NOTES ON SLANG AND THE LANGUAGE OF YOUNG PEOPLE
This is a sort of aide-memoire that I use with secondary and undergraduate students and teachers as a starting point in talking about youth language, stating the obvious by way of question-and-answer:
- Which recent social and economic developments in British society have affected the attitudes and behaviour of young people?
In the last three decades the UK has seen, according to some commentators, a spectacular breakdown in social cohesion, with high divorce rate/single-parenting/alcohol and drug use/teenage pregnancies/obesity, etc. Especially significant for young people is the absence of authority figures and traditional social constraints. This also contributes to youth crime and gang culture (where the gang may function as a substitute family). Economic turbulence and the peculiarities of the UK property market mean that teenagers may not be able to afford to leave home and may suffer unemployment, but attitudes among teenagers and school-leavers in some cases appear to reflect an indifference to work and lack of aspiration coupled with a sense of entitlement and ‘adult’ desire to consume...
- Why do young people invent and use slang?

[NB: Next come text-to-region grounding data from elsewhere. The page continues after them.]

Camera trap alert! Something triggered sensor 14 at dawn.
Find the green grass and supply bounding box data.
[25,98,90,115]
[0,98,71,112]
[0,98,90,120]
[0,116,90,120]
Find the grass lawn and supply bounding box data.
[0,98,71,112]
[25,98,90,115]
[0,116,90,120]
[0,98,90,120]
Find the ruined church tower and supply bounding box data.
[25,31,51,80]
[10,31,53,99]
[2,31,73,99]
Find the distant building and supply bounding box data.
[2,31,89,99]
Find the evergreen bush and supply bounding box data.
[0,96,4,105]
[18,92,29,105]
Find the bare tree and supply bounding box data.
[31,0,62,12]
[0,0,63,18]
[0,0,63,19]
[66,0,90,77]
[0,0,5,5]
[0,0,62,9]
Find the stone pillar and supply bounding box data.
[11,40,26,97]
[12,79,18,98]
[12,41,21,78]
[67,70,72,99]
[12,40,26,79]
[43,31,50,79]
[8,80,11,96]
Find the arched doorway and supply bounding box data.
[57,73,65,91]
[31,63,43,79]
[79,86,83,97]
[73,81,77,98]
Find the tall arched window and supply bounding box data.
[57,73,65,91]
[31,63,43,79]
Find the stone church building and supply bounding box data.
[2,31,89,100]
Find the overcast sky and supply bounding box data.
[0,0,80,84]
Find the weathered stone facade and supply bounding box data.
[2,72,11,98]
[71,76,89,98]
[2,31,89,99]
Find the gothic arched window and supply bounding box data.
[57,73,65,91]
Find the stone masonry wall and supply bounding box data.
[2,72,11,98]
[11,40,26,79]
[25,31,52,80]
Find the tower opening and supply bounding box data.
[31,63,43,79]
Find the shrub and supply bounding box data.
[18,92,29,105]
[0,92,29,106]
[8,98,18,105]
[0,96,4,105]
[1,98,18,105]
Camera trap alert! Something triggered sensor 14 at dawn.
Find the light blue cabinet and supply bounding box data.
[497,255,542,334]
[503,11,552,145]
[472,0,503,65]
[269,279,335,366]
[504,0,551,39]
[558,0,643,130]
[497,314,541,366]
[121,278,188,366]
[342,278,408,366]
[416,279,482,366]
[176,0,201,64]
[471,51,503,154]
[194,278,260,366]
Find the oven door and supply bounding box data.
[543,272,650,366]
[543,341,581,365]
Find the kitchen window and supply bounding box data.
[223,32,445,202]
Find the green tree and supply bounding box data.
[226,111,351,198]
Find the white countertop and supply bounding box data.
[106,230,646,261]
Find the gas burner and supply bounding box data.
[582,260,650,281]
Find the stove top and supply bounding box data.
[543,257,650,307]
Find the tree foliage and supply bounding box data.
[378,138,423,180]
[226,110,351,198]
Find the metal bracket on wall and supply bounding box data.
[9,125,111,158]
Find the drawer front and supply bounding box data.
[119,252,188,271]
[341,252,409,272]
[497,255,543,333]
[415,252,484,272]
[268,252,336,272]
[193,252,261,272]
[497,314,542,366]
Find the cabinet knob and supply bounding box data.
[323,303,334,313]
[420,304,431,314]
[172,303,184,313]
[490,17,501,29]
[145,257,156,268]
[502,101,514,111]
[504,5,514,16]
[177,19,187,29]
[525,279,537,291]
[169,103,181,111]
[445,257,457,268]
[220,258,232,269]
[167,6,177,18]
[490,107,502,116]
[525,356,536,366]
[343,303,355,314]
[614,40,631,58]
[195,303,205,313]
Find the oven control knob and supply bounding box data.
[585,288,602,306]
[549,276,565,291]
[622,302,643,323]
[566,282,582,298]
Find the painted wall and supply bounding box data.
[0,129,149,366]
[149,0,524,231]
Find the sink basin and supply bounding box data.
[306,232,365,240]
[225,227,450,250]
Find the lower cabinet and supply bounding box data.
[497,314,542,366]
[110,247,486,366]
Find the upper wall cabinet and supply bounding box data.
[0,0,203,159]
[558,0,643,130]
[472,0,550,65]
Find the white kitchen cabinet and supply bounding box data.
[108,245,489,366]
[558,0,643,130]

Slang functions for transgressive in-groups such as street gangs as a secret code which allows them to describe and celebrate their illicit activities and keep them from the attention of authority figures. Young people who may not be transgressing may imitate this ‘deviant’ usage as they see it as glamorous, but in any case slang also serves more innocently as a way for young people to establish a ‘cool’ identity, confirm allegiances within peer-groups and micro-niches and claim ownership of a set of symbols (not only vocabulary but appearance, etc.) that gives them social capital and glamour while they may lack real economic power…
- Are text messaging and slang use by young people really affecting their ability to communicate in more formal situations?
‘Experts’ disagree: some government advisors and employers declare and assume that use of unorthodox language is associated with limited vocabulary, lack of communication skills and negative attitudes. Some academic linguists – and this writer – point out that abbreviated codes associated with electronic media are nothing new and that slang usage can be creative rather than destructive. Some research indicates that those who text or use social networking sites actually tend to have improved or possess higher literacy rates. ‘Appropriacy’ – knowing how to fit your style of language to context – may be a problem for some, but many young people are adept at ‘code-switching’ – moving between different language varieties according to who they are communicating with and why. BUT while slang cannot be disapproved of technically – it functions like poetry and literature – we must recognise that for many adults it provokes strong emotional reactions and is associated with serious crime and social breakdown…
- What social factors in the UK have contributed to the appearance of a so-called ‘MLE’ (multiethnic London English) or ‘Urban British English’?
Afrocaribbean, and to a lesser extent East and South Asian music and popular culture have high status among youth. In inner city schools across the UK British English is not the mother tongue for many students, while the shared code outside the classroom is for some a multiethnic youth slang rather than local or standard forms of English. Some linguists claim that an emerging generalised dialect spreading from London and developed by young people is displacing previous localised dialects and traditional slang and may impact on mainstream English in the future, possibly in terms of vocabulary, but more probably in terms of accent and intonation. Mixed urban dialects are not only a feature of the UK but have evolved in other European countries where elements of Arabic, Turkish and other ‘minority’ languages have affected colloquial usage and phonology.